L’éducation, seule arme pour préparer l’Afrique au défi de l’emploi des jeunes

Après les lancements successifs du projet Skills Initiative for Africa (SIFA) à Lomé, Accra et Johannesburg ces dernières semaines, il me semblait important de prendre la parole sur le sujet des politiques de développement de l’emploi chez les jeunes. En effet, le projet SIFA a pour objectif de financer des projets de développement des compétences dans plusieurs pays africains. 
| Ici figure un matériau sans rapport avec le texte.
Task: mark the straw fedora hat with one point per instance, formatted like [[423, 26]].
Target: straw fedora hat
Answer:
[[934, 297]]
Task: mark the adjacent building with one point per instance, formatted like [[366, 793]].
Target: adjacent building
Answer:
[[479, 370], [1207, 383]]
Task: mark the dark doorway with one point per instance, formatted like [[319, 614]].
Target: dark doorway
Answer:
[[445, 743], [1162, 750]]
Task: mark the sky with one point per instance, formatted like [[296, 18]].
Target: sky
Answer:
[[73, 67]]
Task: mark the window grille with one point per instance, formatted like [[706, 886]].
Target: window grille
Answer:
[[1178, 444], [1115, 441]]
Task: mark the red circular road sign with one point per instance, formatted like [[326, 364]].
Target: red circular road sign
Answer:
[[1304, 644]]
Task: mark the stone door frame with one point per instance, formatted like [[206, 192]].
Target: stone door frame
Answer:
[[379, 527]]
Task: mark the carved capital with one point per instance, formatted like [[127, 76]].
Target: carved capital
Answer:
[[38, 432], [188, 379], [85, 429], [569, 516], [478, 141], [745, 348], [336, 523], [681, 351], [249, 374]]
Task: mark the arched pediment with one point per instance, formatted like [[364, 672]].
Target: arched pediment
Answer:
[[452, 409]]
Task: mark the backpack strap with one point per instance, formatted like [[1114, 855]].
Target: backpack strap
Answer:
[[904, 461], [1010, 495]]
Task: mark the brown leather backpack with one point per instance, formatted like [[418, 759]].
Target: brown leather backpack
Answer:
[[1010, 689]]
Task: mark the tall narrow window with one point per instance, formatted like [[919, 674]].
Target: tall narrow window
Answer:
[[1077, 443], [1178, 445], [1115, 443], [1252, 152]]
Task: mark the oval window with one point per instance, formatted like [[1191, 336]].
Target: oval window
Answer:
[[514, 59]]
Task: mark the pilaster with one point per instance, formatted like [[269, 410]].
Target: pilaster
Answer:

Car si le dynamisme démographique représente une grande opportunité, il est aussi un immense défi au moment où 440 millions de jeunes Africains seront en âge de travailler dans les quinze prochaines années. Les taux élevés de chômage et le déficit de compétences font partie des défis les plus pressants auxquels l’Afrique est confrontée. Il est donc urgent de promouvoir les industries et les activités économiques qui contribuent à créer de nouveaux emplois. 

Pour y parvenir, il me paraît essentiel de mettre en œuvre de nouveaux programmes d’éducation et de formation afin de doter les jeunes – et même les moins jeunes – des compétences nécessaires pour vivre et travailler dans le contexte actuel de transition vers l’économie numérique. Cette transition vers le numérique va concerner tous les secteurs, y compris l’agriculture. En effet, de plus en plus nombreux seront les agriculteurs connectés, pour qui l’accès à l’information sera essentiel. De même, l’agriculture intelligente face au climat va reposer sur un usage de plus en plus intensif des nouvelles technologies. N’oublions pas que le secteur agricole emploie en Afrique 60 à 70% de la population active. 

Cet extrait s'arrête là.